The most substantial of the acquisitions are the Wilshere Collection of gold glass and sculpture and the lacquer writing set by the Japanese artist Tomita Kōshichi. The glass provides evidence of early Christian and Jewish life in Rome in the fourth century AD. It bridges a gap in the Museum’s collection, illustrating key chapters in the history of glass-making and the art of late antiquity. Among the sculptures and inscriptions, decorated sarcophagi feature Christian themes of the Betrayal of Christ, the Entry into Jerusalem and the Feeding of the Five Thousand. A noteworthy group of inscriptions are decorated with menorahs. These come from the Vigna Randanini catacomb discovered in 1857, one of six to have been used by the Jews of ancient Rome.
Charles Wilshere (1814-1906), was a student of ecclesiastical history and antiquities. He acquired the collection during his travels to the Continent, and bequeathed the glass and sculpture to Pusey House, Oxford. The glass fragments have been on loan to the Ashmolean since 1957 and the marble objects were lent to the Museum in 1984.
The writing set was made in the late Meiji period (1868-1912). Tomita won several awards at international exhibitions from the 1890s and in 1901 became a lecturer in the lacquer department of the Kyoto Art School. There are relatively few remaining works by him and this is one of the finest. It will play an important role in the new Japanese galleries that are being created as part of the Ashmolean’s current redevelopment project. With its hybrid composition and decorative sophistication, it will be a perfect illustration of the cross-cultural themes the museum will be exploring in its new displays.

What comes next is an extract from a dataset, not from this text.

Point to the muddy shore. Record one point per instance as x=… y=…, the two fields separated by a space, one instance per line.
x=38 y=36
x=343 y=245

Sabatelli’s study of a battle in medieval Florence enhances the Print Room’s small group of Italian nineteenth-century drawings. Campani’s plate, dated Siena 1749, is the first piece in a British public collection from the only known and recently identified armorial maiolica service made for a Grand Tourist. Notes Too by the Swiss artist Not Vital expands the Ashmolean’s group of contemporary prints from German speaking countries and the etching by Ben Nicholson is an important addition to the British 20th century graphic art collection.
David Barrie, Director of The Art Fund, said, "Over the years The Art Fund has provided The Ashmolean with grants that have helped save over 9,500 art works which include an extraordinary variety of objects. Recent examples include the rare fragments of roman gold glass from The Wilshere Collection which once adorned the roman catacombs, and a magnificent example of late nineteenth century lacquer ware."
Christopher Brown, Director of the Ashmolean, said, “We are extremely grateful to The Art Fund for their generous contribution which has allowed us to acquire a significant number of key works for the Museum’s Collections”.